While Ningming county has a significant presence of the ethnic minority Mien (recognized by the CCP but under the old derogatory name Yao, meaning “savages”), Napo County is home to large communities of another minority, the Tai-speaking Zhuang. Fangchenggang’s population is 40% Zhuang.
The whole area has witnessed a social experiment of forcible relocation of villagers to specially designated sites and “model” settlements with tighter control, under the pretext of “poverty alleviation.” Economic results are controversial, and many villagers are unhappy about relocation. As it often happens, many look for comfort in non-government-approved religion.
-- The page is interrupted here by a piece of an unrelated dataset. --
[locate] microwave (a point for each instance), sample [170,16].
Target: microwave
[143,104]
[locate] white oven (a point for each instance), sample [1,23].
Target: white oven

Chongzuo city has issued a document called “Opinions on Strengthening the Prevention and Handling of Anti-Xie-Jiao Work in Relocation Sites for Poverty Alleviation.” It is an interesting text, which shows that one of the results of the relocation policy has been a revival of “illegal” forms of religion. As readers of Bitter Winter know, xie jiao , sometimes translated as “cults,” indicates teachings and groups the authorities regard as “heterodox” and prohibit.
Villagers in the “relocation sites” and in Napo County, where the border police is conducting a large operation against alleged infiltration of illegal religion from Vietnam, however, reported to Bitter Winter that, as it is often the case, the notion of xie jiao is interpreted extensively.
We have been told that religious movements who worship in different ways the divinized folk hero Nong Zhigao have also been harassed and advised to keep a lower profile. Nong Zhigao was a king who in the 11th century fought for Zhuang independence against both Vietnam and China. His worship is largely tolerated in Vietnam but was always looked at with suspicion by Chinese authorities as potentially fueling Zhuang separatism.